Maka kuceritakanlah bahwa anakku ini lahirnya malah di Beijing ini pada
tahun 1964. Dan kami terpaksa
memenuhi harapan dan kebaikan sepasang orang tua itu.

Kami menginap di hotel Bambu. Dulunya adalah perumahan kepunyaan Kang
Sheng. Kang Sheng adalah anggota CC dan Pulitbiro PKT, sudah lama
meninggal. Lalu dijadikan hotel oleh pemerintah. Setelah di renovasi dan
diubah sana-sini, maka menjadi hotel yang sangat bagus dan indah. Menginap
di sini bagaikan tinggal di rumahtangga sendiri, karena suasananya suasana
rumahtangga sangat familaire. Pekerja dan petugas hotelnya sangat baik dan
ramah. Mau bercerita dan mau menjawab pertanyaan kita asal masih dalam
batas kewajaran dan kesopanan. Kalau dulu ketika kami masih tinggal di
Tiongkok, tidak bakalan mendapat jawaban begitu ramah dan menyenangkan.
Benar-benar sudah bersuasana lain.
Mungkin ada alasan lainnya, sebab Beijing baru saja menjadi tuan-rumah
Asian Games ke IX ketika itu.
Kota dan seluruh bagian kota sangat bersih, teratur rapi, dan kami tidak
menemukan copet atau maling atau jambret selama 10 hari kami di Beijing.
Yang paling menyolok yalah sangat ramainya orang di mana-mana. Di resto
ramai, di kereta-api ramai, di jalanan ramai, apalagi dalam bis umum, atau
troli. Dan bahkan untuk ke-----------wc umum saja harus lama antrinya,
ramai yang menunggu giliran, di mana-mana ramai! Maklumlah penduduk
Tiongkok adalah penduduk bangsa dan negara yang paling banyak dan paling
ramai di dunia ini, lebih dari satu milyard orang!

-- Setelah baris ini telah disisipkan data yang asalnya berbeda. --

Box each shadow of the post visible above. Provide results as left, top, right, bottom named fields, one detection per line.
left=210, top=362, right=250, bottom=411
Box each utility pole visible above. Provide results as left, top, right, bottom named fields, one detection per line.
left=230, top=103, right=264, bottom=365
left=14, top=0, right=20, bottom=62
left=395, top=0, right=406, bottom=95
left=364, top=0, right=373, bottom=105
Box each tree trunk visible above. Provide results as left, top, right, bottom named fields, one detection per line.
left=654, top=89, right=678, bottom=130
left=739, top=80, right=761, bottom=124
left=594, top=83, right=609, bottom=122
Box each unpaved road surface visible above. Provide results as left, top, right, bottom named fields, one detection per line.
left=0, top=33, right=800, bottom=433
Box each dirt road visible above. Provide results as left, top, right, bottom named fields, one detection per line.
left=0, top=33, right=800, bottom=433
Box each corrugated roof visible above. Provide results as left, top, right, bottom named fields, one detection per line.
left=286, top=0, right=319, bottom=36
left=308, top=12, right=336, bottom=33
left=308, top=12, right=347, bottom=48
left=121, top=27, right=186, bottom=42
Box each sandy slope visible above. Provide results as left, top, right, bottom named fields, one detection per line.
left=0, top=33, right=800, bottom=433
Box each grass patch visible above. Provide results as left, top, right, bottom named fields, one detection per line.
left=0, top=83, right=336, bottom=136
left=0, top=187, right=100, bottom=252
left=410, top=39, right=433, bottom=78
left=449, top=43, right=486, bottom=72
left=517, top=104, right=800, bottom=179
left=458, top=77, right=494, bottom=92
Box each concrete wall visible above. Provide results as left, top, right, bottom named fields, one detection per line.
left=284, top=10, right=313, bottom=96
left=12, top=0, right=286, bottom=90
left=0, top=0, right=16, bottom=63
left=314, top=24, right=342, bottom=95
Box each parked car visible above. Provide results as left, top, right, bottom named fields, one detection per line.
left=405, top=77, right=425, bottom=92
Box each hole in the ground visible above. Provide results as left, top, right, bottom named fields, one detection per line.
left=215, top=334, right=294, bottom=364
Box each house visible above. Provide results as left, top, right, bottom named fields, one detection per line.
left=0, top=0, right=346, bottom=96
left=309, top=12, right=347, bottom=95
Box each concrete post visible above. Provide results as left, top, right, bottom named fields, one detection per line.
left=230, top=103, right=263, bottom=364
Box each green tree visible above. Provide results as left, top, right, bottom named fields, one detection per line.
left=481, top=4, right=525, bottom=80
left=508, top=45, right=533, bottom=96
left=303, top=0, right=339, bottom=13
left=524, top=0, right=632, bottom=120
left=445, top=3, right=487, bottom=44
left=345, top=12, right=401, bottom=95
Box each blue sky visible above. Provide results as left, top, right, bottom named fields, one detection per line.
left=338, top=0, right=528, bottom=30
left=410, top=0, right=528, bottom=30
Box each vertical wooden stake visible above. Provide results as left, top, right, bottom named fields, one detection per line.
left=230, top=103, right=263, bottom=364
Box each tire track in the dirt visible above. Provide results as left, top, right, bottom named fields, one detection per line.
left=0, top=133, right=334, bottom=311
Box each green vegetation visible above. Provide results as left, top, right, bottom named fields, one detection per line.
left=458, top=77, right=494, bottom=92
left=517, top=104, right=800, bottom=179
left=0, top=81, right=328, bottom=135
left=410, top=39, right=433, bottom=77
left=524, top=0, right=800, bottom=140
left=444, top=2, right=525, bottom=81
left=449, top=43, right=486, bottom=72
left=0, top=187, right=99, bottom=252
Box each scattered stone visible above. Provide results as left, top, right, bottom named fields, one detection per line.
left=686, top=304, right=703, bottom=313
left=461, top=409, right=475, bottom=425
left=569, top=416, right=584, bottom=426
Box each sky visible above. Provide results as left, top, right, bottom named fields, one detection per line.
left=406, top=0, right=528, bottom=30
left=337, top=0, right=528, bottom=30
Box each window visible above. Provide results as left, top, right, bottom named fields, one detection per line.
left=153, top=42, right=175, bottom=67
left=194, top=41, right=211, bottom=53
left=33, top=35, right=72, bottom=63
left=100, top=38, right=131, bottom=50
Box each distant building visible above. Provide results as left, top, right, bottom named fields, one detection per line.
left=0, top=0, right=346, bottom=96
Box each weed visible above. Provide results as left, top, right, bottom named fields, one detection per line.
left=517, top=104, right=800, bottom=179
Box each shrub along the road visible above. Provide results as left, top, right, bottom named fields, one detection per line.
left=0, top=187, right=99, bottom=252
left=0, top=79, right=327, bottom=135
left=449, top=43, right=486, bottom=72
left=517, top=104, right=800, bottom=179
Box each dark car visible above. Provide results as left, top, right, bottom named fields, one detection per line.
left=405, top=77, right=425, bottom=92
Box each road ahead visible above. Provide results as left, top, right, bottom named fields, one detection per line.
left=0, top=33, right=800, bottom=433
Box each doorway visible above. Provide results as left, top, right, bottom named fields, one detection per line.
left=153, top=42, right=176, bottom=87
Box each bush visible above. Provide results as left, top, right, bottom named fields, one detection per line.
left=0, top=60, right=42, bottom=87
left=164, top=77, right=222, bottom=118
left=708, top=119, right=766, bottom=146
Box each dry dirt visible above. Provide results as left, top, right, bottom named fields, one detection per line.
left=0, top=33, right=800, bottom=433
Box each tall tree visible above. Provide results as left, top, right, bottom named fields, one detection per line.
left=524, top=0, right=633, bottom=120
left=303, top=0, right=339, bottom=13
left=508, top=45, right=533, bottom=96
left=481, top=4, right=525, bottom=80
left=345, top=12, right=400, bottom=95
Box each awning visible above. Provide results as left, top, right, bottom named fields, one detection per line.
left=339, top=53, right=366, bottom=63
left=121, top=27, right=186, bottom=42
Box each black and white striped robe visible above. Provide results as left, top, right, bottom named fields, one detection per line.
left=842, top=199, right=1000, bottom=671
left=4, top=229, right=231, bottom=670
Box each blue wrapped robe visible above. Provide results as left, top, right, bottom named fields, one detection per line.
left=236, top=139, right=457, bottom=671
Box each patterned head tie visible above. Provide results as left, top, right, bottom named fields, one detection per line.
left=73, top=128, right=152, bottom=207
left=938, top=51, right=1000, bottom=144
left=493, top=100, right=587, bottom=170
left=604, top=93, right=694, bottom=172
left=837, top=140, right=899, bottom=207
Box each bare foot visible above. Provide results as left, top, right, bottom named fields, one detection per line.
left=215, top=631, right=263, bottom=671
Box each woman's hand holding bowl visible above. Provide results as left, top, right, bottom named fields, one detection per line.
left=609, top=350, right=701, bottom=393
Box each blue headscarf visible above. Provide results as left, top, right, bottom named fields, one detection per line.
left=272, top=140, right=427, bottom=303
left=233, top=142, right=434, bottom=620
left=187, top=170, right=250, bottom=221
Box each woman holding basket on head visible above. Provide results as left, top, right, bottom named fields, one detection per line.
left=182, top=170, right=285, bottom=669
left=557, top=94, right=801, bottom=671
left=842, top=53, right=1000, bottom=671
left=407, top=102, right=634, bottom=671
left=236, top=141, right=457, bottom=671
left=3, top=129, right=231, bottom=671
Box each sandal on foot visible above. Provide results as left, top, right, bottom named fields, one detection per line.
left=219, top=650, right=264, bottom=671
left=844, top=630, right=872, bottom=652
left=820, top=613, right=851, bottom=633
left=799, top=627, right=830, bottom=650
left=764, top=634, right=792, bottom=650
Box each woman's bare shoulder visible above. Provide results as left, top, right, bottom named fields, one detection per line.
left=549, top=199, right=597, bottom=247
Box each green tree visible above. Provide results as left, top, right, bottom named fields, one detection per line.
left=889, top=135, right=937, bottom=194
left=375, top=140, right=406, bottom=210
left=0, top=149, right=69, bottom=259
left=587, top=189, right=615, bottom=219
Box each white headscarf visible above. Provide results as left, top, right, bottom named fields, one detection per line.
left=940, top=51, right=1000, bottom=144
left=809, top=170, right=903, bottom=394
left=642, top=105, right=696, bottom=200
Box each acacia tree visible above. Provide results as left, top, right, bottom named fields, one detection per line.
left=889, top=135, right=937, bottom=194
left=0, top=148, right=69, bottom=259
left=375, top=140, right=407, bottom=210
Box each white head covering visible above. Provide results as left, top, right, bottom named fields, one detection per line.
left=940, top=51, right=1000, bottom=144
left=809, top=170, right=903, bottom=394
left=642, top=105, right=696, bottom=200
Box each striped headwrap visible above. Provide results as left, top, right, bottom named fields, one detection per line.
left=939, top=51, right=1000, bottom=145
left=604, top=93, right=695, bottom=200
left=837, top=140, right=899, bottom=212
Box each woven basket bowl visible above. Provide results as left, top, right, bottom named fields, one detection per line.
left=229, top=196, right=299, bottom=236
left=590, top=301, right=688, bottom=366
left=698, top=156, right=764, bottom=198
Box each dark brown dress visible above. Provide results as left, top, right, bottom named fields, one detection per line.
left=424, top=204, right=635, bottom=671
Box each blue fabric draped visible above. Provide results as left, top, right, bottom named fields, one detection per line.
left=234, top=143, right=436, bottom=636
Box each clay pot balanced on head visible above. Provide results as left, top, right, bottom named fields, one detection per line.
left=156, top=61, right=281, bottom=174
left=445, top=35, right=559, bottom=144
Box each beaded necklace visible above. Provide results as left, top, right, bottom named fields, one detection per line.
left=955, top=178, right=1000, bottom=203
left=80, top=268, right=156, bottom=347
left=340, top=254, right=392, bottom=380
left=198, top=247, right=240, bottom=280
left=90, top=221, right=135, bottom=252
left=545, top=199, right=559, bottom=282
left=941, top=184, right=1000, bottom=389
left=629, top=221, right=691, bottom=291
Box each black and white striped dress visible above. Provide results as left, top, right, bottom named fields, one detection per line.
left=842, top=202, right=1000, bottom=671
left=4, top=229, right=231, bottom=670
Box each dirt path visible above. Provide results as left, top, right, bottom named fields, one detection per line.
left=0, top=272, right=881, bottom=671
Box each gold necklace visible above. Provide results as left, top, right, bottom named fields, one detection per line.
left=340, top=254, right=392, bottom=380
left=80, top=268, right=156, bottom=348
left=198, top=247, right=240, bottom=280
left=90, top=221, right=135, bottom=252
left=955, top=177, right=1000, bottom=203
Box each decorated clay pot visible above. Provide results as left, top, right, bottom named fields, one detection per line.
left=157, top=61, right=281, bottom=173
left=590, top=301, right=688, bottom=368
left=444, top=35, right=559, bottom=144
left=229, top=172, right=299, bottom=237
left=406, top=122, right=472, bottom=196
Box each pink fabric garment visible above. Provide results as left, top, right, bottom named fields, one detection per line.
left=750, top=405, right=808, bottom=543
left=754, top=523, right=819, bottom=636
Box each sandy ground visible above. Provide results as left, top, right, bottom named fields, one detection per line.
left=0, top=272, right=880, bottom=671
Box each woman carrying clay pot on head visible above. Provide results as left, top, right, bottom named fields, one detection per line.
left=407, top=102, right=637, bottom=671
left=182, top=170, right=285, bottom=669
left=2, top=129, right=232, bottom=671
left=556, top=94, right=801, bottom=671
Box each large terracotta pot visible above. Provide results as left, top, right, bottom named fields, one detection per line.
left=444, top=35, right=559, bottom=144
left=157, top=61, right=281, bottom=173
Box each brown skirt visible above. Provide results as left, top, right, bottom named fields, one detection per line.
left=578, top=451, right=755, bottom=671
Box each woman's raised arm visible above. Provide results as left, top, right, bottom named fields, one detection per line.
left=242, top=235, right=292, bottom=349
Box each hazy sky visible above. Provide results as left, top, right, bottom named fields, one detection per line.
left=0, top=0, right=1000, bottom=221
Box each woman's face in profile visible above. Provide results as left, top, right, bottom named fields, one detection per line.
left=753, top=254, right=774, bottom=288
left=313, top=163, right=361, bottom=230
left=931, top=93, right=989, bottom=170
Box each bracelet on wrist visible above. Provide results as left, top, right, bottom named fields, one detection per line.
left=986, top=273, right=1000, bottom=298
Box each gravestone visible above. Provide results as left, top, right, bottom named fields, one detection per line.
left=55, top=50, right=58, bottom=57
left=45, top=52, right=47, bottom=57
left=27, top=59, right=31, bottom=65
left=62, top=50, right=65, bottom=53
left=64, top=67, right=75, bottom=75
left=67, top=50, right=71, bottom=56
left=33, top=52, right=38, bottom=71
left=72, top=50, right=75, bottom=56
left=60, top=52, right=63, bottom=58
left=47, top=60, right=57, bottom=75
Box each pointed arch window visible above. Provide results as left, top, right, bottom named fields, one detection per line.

Kami sering "kehilangan Loulou" cucuku yang berumur 5 tahun itu. Tahu-tahu
dia sudah dibawa pergi oleh petugas dan pegawai hotel. Entah ke mana,
mereka main-main di Taman yang tak jauh dari hotel, atau membeli es krim -,
es krim Tiongkok tidak kalah dengan es krim Itali-, dan tahu-tahu sudah
blepotan mukanya penuh dengan coklat dan makanan. Loulou selama 10 hari di
Beijing itu sudah pandai beberapa lagu Tiongkok, dengan Bahasa Tiongkoknya
sekaligus walaupun dia tak tahu artinya. Kalau kami ke resto atau
pertokoan, atau ke mana saja, banyak sekali orang Tiongkok yang
menggosok-gosok alis mata Loulou, sebab katanya hitam benar warnanya, dan
apakah pakai celak, alat penghitam alis. Mereka ingin membuktikan pakai apa
maka bisa begitu hitamnya. Sudah kami katakan, itu adalah warna aslinya,
sejak dia lahirnya.Tidak pakai apapun! Dan mereka barulah percaya setelah
menggosok alis Loulou yang terkadang dia mengerinyutkan matanya karena agak
sakit juga dipijat demikian gemas dan geregetannya. Semua situasi ini hanya
membuktikan saja bahwa apa yang kami terima masukan ketika di Paris dulu
itu, adalah tidak benar. Dan kami setelah beberapa kali datang lagi ke
Tiongkok sesudah itu,
sangat merasakan akan perbedaan kalau kami berada di tanahair sendiri,
Indonesiaku, Jakartaku, Beli-
tungku, bahwa mengapa terasa sekali akan kekuatiranku, ada rasa cemas, ada
rasa takut dan rasa tidak aman selama aku di tanahair sendiri? Mengapa
harus terjadi pada diriku secara begini?! Mungkin karena ada sejarahnya
yang sangat traumatis, yang sangat merasakan mimpi-buruk. Padahal aku
inginnya memeluk-mendekap-merangkul sayang dan cinta kepada tanahairku,
kampunghalamanku, - Dan mengapa aku harus selalu takut, kuatir, merasa tidak
aman, tidak terjamin kalau aku sedang berada di kampunghalamanku sendiri
malah, mengapa?! Memang pernah bahkan berkali-kali aku diikuti para intel,
tetapi mengapa harus mengikuti diriku, - padahal kejadian dan terjadinya
peristiwa itu, samasekali aku tak berada di tanahairku sendiri, yang akupun
tak tahu menahu, lalu apa kesalahanku, dosaku, tokh sejak tahun 1963 sampai
kini, sampai kini aku harus hidup di luar tanahairku sendiri. Semogalah
reformasi sejati dan reformasi total ini akan dapat mengubah sejarah-lama
yang selama ini dibengkokkan, ditekuk, dimainkan semaunya! Semoga!

Paris 11 April 1999

Daftar Isi


© Sobron Aidit. All rights reserved.
Hak cipta dilindungi Undang-undang.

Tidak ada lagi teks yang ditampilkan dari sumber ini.